Cao y Durán, de la harina a la fotografía

Cubre informaciones del Rey Alfonso XIII y retrata a los ilustres del principios de siglo XX

CUANDO CUMPLE LOS 15 años, José Cao y Durán (Muras, 1864), toma carretera y manta desde su parroquia de Santo Estevo de Silán a Madrid. Emplea 16 días en el viaje porque hace el recorrido en el carromato de un maragato que le cobra once pesos por transporte y comida. Otros en su época van a pie, como Manuel Lence, el futuro propietario de Viena Capellanes.

Entra de mozo en una panadería, que es destino muy común para la emigración gallega, pero ni la dureza del trabajo, ni la morriña pueden con Pepiño Cao.

De esa época dirá más tarde: “Con el sudor de mi frente tengo ganadas cuatro borlas de doctor: una de pan francés, otra de pan candeal, otra de francesillas y otra de pan de Viena”.

Y con tales títulos, compra la carrera de un repartidor de pan a domicilio en el distrito del Centro y se independiza. Queda a deber cinco mil reales, que no es moco de pavo. Ahora las amenazas no vienen del jefe, sino de los guardias que le obligan a repesar las barras de pan que vende para que no haya fraude. ¡Oh tempora, oh mores!

En pocos años ha saldado sus cuentas pendientes y paga la cantidad que le libra de ir al Ejército. Entonces regresa a Muras y presume de haber conquistado Madrid, aunque todavía le queda mucho por hacer.

Vuelve a la capital y se casa con Isidora García Argós. Abre domicilio en la calle Quintana, 3 y tiene cuatro hijos, Francisco, Joaquín, Isidoro Guillermo y Margarita Pepita Cao García Durán y Argós, fallecida a los 22 años en 1921.

Ahora es comisionista de harinas y fabricante de pan de Viena desde 1890. En el orden político, ingresa en el Partido Republicano Progresista. A imagen y semejanza de su padre, que fue alcalde de Muras con la I República, él se hace con una concejalía de Madrid en 1905.

Julio Camba escribe una deliciosa crónica desde París en la que comenta la escasez de champagne y la pesadilla que le sobreviene al soñar que la bella señorita que le sirve la bebida se ha transformado en “Cao y Durán pronunciando un espiche republicano”.

Su biógrafo, el periodista Romero Yáñez, resalta la dificultad de que un republicano gane en el distrito del Centro, habitado por monárquicos, y tiene razón. “Yo no he venido al Ayuntamiento para aprender lecciones de elocuencia, sino para administrar honradamente los intereses de mis mandatarios”, declara en una ocasión.
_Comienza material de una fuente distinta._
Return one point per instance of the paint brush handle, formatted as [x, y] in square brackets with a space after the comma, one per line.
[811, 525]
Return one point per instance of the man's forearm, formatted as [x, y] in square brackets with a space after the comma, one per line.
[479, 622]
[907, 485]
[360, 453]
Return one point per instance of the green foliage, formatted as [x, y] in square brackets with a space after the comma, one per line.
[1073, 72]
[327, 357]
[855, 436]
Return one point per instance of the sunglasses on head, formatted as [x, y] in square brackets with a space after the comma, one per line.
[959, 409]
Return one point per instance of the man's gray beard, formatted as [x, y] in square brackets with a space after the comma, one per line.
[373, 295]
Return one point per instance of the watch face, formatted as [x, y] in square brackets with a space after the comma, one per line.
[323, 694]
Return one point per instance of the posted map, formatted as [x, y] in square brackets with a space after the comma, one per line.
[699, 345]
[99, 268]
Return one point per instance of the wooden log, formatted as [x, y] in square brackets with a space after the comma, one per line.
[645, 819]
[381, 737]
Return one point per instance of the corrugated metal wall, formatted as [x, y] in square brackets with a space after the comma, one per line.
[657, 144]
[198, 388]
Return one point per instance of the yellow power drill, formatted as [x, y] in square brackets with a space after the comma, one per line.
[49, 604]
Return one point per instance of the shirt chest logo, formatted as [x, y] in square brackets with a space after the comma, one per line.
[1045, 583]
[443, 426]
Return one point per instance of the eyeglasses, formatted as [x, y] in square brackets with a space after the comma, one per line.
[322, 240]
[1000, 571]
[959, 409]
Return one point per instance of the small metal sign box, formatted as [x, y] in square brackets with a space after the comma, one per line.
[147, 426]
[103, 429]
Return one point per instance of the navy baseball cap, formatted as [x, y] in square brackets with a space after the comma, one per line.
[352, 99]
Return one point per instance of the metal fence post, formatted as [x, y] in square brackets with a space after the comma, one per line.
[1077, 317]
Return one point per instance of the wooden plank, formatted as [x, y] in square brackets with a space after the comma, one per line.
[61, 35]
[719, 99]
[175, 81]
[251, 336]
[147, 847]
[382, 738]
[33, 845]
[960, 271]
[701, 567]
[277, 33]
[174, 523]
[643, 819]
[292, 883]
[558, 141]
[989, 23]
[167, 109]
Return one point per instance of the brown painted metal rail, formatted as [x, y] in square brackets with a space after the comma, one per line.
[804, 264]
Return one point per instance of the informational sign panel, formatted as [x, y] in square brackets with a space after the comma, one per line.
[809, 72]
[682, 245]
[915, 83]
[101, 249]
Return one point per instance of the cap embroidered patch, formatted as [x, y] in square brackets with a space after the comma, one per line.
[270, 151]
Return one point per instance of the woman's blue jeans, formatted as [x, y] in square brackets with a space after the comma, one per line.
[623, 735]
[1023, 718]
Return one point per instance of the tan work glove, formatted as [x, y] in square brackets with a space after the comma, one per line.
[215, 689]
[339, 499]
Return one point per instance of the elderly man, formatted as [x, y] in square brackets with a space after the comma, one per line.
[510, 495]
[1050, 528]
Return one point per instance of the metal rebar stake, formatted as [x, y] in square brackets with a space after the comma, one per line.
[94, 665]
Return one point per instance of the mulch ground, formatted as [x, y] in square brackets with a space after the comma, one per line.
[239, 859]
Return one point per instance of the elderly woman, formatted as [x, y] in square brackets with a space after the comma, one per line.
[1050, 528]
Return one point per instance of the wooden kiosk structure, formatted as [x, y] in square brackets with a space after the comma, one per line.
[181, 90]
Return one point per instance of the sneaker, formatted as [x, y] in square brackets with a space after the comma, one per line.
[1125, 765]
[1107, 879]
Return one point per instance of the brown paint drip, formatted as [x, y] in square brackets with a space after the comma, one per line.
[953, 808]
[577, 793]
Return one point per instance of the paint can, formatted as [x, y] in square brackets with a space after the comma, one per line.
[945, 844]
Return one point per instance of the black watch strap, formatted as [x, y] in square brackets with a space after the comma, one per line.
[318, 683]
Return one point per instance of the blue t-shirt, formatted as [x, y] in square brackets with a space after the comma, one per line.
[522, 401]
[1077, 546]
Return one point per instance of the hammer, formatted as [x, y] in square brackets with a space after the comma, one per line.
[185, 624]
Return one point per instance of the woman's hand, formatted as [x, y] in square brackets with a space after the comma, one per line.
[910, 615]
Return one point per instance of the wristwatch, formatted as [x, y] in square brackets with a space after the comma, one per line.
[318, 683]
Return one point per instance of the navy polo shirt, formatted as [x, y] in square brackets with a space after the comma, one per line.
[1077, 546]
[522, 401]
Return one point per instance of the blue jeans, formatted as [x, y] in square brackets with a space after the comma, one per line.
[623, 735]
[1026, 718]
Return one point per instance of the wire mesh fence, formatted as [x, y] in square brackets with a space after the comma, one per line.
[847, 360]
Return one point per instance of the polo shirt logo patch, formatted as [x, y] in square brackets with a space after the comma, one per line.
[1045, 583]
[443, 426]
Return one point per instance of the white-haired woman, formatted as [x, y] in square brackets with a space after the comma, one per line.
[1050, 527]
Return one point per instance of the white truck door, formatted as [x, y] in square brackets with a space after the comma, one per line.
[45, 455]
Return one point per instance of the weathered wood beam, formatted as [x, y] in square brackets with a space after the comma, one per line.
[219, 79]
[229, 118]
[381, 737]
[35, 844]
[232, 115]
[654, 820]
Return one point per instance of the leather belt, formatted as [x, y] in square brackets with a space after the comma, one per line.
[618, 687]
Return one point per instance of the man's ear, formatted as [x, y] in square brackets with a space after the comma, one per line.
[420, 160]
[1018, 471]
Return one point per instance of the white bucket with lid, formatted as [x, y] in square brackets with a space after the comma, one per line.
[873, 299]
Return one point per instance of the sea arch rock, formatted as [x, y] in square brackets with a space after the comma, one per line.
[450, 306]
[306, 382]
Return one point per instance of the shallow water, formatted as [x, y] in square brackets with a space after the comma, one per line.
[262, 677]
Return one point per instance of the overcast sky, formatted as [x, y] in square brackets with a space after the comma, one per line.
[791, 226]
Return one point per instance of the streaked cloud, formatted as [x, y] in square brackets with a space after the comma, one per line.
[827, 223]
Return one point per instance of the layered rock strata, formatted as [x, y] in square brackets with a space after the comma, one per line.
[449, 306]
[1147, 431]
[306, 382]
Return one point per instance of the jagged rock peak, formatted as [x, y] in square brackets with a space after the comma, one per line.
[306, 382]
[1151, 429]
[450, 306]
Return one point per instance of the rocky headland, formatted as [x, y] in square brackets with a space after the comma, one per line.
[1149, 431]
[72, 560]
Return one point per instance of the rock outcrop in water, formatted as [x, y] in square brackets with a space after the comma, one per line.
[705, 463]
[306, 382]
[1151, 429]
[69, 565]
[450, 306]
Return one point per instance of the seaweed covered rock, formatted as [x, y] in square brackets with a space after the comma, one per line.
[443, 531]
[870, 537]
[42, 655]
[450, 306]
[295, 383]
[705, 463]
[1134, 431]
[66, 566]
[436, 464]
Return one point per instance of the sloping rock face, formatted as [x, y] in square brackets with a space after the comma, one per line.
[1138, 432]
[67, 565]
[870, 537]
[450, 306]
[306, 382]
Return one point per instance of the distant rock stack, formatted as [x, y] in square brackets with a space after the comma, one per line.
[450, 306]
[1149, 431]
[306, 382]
También es vocal y tesorero del Centro Gallego de Madrid durante la presidencia de Eduardo Vicenti.

Pero José Cao, fíjense qué salto, va a pasar a la historia como fotógrafo de prensa. Esta segunda actividad suya comienza en 1897, cuando establece en Madrid una fotografía, que es como en ese momento se denominan las casas dedicadas a este oficio.

Logra convertirla en una de las de mayor prestigio en la capital, y entonces los periódicos que empiezan a usar elementos gráficos en sus páginas se arrojan a sus brazos en busca de un buen operador. Colabora con el periodista Manuel Carretero y publica en la Ilustración Artística, El Liberal, Pluma y Lápiz, Vida Galante y Vida Gallega, que lo tiene por su redactor en Madrid.

Cubre informaciones del Rey Alfonso XIII y naturalmente, de todos los actos de los madrigallegos. En cuanto a retratos, destacan los del expresidente Nicolás Salmerón, José Zulueta y Gomis, Manuel Allende Salazar, Santiago Ramón y Cajal y el diputado gallego Mariano Ordóñez que aparece en su cromo.

Durante años es agüista en el balneario de Mondariz y veraneante en Ferreira do Valadouro, aunque reúne propiedades en Lugo, Madrid y Cantabria.